Городового мастера, командовавшего плотниками, делавшими новую кровлю над дворцовыми хоромами, нашли быстро. Он явился в бараньем тулупе внакидку, без шапки, со стружками и щепками, запутавшимися в волосах и бороде.
– А ну-ка с нами пошли! – излишне грозно приказал ему Владигор, уже сидевший на коне в подбитой куницей княжеской мантии.
Кизяк на своих двоих поспешал вслед за скачущими на лошадях князем и Бадягой, и в глазах его изображался страх – знал, куда ведут. Выбрались за ворота, свернули налево, и городовой мастер сказал:
– Вон там это…
– А что это, что это? – с веселой строгостью спросил Владигор. – Откель знаешь, куда ведем тебя?
– Да уж догадался, – мрачно отвечал простоватый, совсем уже седой Кизяк. – О погорелом месте спросить хотите.
Когда подъехали к стене, где желтела «заплата» из хорошо отесанных бревен, с тщанием пригнанных одно к другому, присыпанных снизу слоем уже припорошенной снегом земли, Владигор и Бадяга соскочили с коней, и тут Кизяк как-то странно ойкнул, будто перед ним явилось что-то страшное, и, указывая рукою на бревна и в то же время пятясь назад, заговорил:
– Вот оно, оно, то же самое! Опять горело, опять! Ой, спасать Ладор надобно! Сгорит весь подчистую!
Не внимая испуганным крикам городового мастера, Владигор присмотрелся к нижним бревнам городницы: и впрямь создавалось впечатление, что разложенный рядом со стеной огонь нещадно лизал их в течение некоторого времени. Дерево еще не совсем обуглилось, но уже стало черным, и чем ниже к земле находилось бревно, тем более сильно казалось оно тронуто пламенем.
Владигор внимательно осмотрел место, прилегающее к стене. Если бы нашел он хоть полешко, хоть кучку пепла, хоть какой-то след костра, тогда можно было бы заподозрить чей-нибудь злой умысел, но признаков поджога Владигор не обнаружил, как ни искал их.

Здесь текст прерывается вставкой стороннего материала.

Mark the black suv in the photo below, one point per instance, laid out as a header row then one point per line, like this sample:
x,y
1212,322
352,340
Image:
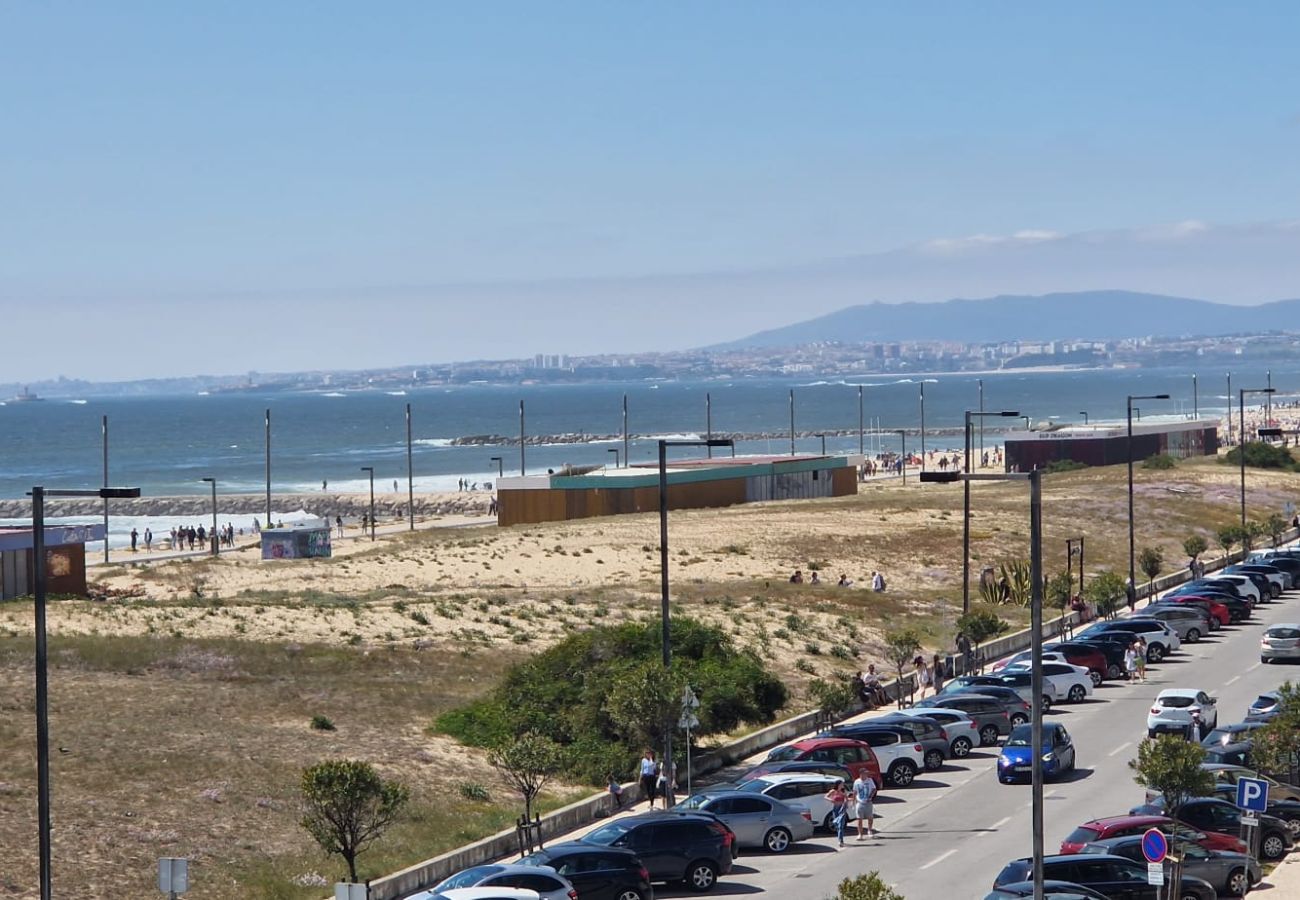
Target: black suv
x,y
675,847
1112,875
596,873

– Значит, третий раз уж это?.. – спросил у Кизяка, остолбенело стоявшего в сторонке, точно его облили холодной водой да так и оставили на морозе.
– Третий, княже, третий! Вначале думал, что мальчишки, играючись, запалили да не потушили. Не сказал никому, только починить велел. Через время через некоторое – глядь, снова прогорело, в энтом же самом месте. Ну, тут подумал я, дело нечисто, к господину дружиннику обратился, он восстановить стену велел. У охраняющих стену стражников спрашивал, не видали ль чего странного, порчи ль какой каверзной, вредной, – никто никакой возни под стенами не видел. И как починили во второй раз городницу, я своим разумением дотумкал, что надобно к ведуну идти, пусть к стене в этом месте руками прикоснется, да не только к стене одной, а и к земле.
– А ты мне об этом не говорил, – с упреком бросил Бадяга, виня и себя самого, что не сразу предупредил Владигора.
– Не говорил, правда, а потому не говорил, – отвечал Кизяк, – что боялся: поднимут меня все на смех. Спятил, скажут, на старости лет Кизяк, в простом деле нечистую силу заметил.
– Ну продолжай, продолжай! – вырвалось у Владигора, уже дрожавшего от нетерпения.
– Так вот, пошел я к ведуну одному, он в слободе живет у реки. Жмых ему имя. Долго упрашивал его, чтоб сходил со мной, даже на коленях перед гордым стариком час целый простоял, – напраслиной и ерундовиной он всю мою затею считал. Но уломал я его таки, привел под стену. Еще совсем чистые бревна-то были, не то что сейчас. А Жмых только встал на этом месте, – Кизяк показал рукой на белую от снега землю под самой стеной, – как отпрыгнет в сторону, будто и не под сто лет ему. Я резвости такой от старика не ожидал, он же меня корить стал: зачем я-де его на столь поганое место привел! Горят на нем ноги, точно голые стоят на железе раскаленном! Лежит под этой стеной, говорит, страшный колдун! Не может подняться, ибо мертв, но живет в нем зло неодолимое, которое рвется наружу, пламенем все вокруг сжечь дотла хочет! Сказал так ведун Жмых, повернулся да, о костыль опираясь, прочь пошел. Вот такие нехорошие дела…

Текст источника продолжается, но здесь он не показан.